I guess there was a time in the 1950s/1960s when you asked the guy sitting in
the next room, who wrote the software, what the error meant, or where you
simply read the source code or disassembled the code to figure it out.

When computers became more common, but weren't powerful enough yet for storing
electronic documentation, you didn't crack open the tome; you already had it
open (and it was more often a tome on the OS than one on the language) You
also typically had a printed list of error codes on your desk.

When memory became less scarce, you would see header files with extensive (for
the time) documentation, and there were tools to look up API calls, error
codes, etc. (I think Windows or Visual Studio still ship with one)

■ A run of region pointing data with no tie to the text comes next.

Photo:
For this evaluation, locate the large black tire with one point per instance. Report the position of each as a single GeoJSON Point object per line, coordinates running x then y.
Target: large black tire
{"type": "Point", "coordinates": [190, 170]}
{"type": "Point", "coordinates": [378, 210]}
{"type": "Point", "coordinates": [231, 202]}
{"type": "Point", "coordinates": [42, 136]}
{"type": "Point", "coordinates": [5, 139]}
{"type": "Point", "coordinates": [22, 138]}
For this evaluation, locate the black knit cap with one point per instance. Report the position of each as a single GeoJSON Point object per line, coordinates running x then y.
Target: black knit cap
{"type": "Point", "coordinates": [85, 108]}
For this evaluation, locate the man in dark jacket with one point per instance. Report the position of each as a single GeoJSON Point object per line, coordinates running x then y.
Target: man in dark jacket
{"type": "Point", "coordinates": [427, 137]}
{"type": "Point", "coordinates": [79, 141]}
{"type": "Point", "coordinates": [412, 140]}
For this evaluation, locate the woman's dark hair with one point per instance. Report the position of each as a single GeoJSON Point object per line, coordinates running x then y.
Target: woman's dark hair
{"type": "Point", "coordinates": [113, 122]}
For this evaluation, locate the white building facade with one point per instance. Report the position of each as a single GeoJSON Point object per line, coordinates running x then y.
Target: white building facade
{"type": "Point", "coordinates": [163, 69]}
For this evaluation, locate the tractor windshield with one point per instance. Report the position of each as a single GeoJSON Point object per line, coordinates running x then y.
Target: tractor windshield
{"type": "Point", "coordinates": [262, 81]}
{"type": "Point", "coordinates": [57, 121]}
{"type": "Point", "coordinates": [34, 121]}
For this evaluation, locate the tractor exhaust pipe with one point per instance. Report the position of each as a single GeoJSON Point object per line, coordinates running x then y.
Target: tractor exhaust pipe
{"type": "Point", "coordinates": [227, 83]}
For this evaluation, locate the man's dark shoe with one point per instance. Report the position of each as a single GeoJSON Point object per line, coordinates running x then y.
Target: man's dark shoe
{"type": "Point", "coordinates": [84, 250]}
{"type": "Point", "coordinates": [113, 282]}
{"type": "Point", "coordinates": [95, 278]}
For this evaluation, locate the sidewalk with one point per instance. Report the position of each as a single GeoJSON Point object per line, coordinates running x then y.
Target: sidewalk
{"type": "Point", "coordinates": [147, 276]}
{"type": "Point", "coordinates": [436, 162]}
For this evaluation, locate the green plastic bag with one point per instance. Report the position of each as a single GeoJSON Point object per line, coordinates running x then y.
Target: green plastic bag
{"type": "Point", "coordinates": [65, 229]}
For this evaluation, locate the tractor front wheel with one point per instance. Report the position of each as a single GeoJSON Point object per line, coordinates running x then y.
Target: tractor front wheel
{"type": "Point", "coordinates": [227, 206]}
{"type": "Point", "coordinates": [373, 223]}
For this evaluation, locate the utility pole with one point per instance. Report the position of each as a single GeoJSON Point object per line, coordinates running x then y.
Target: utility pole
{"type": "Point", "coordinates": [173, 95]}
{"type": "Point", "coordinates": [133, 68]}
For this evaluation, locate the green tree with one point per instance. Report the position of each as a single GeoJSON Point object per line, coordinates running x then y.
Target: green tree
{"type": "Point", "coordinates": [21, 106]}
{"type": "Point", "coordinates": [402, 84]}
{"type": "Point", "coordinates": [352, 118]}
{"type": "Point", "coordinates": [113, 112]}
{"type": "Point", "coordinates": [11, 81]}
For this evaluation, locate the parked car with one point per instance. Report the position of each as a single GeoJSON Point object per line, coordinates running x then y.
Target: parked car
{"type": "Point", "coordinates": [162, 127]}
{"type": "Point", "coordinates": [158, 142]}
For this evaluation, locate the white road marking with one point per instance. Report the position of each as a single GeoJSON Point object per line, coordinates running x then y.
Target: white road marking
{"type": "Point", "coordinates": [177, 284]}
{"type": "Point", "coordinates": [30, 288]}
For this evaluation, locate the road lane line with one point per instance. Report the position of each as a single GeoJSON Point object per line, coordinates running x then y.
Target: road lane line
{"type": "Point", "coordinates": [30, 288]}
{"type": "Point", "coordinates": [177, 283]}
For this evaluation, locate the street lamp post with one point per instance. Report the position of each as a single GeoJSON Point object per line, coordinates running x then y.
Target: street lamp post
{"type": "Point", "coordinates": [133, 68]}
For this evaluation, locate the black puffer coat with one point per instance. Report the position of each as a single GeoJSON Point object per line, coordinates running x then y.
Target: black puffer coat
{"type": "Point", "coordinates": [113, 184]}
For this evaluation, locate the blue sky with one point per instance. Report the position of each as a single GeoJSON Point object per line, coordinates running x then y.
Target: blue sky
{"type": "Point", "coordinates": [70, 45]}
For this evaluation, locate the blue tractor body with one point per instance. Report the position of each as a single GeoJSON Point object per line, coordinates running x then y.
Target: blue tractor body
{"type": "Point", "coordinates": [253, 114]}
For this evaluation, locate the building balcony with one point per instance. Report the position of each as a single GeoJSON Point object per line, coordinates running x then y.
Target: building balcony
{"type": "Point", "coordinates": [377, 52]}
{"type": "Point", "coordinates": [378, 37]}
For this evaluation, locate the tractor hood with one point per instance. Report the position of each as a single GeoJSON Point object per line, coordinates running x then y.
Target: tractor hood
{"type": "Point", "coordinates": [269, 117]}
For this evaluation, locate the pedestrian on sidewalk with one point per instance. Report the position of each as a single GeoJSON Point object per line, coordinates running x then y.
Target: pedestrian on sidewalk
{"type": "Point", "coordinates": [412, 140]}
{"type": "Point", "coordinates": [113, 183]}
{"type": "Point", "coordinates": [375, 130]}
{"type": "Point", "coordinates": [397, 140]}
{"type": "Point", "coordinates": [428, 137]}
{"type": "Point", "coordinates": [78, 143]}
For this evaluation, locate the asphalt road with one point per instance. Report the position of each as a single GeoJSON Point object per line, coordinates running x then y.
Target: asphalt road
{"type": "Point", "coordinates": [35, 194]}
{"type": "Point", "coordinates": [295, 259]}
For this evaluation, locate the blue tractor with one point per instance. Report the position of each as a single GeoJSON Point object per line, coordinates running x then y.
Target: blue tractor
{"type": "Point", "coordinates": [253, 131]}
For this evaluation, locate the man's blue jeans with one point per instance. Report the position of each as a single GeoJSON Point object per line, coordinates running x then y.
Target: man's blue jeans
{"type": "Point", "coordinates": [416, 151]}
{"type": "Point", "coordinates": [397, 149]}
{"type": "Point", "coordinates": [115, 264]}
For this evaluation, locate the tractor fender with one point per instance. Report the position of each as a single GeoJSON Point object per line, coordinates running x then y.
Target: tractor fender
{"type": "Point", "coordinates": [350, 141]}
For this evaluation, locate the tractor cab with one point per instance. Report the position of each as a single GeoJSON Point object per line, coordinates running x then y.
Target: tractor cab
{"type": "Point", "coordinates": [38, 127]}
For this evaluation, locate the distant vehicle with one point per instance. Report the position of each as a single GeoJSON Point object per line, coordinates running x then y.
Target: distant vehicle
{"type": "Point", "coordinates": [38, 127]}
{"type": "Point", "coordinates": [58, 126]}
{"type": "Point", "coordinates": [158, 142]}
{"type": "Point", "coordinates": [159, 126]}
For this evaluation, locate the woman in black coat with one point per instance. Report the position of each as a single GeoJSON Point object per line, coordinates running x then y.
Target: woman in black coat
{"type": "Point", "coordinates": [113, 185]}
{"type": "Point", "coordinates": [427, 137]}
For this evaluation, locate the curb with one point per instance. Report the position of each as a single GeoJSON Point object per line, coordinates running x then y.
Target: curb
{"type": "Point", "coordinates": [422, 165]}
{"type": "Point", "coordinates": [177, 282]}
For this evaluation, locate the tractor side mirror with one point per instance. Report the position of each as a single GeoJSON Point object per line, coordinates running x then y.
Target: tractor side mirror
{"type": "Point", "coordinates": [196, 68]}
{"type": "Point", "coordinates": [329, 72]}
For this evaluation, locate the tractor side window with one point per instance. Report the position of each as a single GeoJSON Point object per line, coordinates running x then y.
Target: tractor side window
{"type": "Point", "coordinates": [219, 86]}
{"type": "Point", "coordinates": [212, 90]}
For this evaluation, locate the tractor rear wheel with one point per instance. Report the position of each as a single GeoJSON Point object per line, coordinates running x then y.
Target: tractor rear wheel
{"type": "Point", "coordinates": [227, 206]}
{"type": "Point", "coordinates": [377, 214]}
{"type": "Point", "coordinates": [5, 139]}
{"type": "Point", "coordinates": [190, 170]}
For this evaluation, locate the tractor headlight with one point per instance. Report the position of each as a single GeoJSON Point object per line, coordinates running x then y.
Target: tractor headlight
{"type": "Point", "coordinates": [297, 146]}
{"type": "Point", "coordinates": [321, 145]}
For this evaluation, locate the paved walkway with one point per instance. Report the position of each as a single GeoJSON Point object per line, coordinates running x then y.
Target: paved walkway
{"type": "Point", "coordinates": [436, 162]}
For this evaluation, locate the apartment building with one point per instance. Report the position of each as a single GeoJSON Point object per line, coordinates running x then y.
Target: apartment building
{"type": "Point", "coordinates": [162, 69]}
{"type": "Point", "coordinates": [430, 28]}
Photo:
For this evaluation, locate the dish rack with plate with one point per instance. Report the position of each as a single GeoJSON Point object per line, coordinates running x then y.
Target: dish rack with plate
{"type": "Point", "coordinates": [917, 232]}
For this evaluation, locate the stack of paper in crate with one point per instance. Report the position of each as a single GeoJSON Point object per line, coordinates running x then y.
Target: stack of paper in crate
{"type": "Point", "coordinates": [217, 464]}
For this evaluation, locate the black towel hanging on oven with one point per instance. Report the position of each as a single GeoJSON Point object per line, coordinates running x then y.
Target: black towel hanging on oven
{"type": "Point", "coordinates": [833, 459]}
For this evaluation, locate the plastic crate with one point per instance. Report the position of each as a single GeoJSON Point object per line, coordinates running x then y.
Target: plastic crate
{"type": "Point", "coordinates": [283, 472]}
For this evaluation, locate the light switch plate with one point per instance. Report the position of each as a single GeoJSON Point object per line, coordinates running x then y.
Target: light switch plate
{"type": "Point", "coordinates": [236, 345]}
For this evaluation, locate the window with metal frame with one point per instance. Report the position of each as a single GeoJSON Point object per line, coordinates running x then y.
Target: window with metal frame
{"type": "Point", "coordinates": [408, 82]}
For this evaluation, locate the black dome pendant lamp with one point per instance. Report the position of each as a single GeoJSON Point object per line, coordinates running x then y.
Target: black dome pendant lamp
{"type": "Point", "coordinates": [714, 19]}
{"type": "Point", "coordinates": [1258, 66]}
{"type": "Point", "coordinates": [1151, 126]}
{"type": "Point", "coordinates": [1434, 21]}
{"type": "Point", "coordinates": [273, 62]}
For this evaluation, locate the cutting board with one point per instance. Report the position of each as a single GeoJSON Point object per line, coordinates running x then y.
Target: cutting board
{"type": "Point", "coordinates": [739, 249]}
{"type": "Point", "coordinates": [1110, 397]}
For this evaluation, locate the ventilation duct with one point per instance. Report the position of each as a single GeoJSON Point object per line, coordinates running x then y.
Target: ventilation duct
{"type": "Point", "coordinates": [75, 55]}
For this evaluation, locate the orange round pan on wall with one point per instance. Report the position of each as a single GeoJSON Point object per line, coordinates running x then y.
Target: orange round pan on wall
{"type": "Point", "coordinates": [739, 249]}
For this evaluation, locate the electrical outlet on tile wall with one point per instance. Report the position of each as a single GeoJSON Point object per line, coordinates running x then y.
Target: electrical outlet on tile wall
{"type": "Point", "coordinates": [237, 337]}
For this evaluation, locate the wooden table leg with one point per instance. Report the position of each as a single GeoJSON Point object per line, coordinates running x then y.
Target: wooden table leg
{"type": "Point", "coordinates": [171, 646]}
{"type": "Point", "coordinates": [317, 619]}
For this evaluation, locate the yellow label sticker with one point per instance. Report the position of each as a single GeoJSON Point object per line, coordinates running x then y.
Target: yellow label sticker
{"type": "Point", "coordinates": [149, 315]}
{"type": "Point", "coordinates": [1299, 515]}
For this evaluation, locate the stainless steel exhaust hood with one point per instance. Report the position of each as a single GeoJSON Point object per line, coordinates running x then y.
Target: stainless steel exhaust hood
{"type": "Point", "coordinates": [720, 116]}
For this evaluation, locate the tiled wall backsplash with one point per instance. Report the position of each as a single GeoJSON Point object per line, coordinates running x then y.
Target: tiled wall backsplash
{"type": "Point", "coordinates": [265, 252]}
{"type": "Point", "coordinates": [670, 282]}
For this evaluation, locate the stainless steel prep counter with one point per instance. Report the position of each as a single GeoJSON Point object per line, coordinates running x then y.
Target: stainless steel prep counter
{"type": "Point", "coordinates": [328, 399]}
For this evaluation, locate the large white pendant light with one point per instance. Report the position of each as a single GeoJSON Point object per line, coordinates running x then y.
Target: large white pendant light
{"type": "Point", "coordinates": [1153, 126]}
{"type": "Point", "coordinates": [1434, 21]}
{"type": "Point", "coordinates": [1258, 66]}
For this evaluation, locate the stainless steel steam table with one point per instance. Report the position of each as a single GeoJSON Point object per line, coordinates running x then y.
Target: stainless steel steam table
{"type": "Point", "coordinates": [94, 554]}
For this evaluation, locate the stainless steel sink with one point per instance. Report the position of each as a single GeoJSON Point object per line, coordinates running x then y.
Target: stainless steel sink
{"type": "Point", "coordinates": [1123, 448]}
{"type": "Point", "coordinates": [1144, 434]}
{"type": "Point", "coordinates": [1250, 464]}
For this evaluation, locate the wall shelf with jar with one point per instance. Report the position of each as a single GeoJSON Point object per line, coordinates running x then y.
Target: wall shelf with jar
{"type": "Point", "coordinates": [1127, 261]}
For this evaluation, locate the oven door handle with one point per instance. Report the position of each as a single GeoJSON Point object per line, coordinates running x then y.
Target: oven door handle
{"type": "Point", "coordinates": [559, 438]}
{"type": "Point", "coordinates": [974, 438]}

When CD-ROMs became common, you had documentation on CD. Later, when hard
disks outgrew CD-ROMs, that data moved to hard disk, because that was faster,
and multi-CD setups became common-place.

Those CDs later moved to the web. That often made searches even faster (for
example, I remember searching Apple's or Microsoft's site being faster than
searching a locally installed MSDN (yes, MSDN was an application before it
became a web site) or Apple's documentation for a while)

Also, I read release notes front to back, and used to read almost all API
documentation. I think that was fairly common. Without the likes of HN to
distract you, there was plenty of time to do that :-)

Since search engines weren't that good, it also was useful. If you didn't know
the name of an API call or at least that of a technology, it was almost
impossible to find it.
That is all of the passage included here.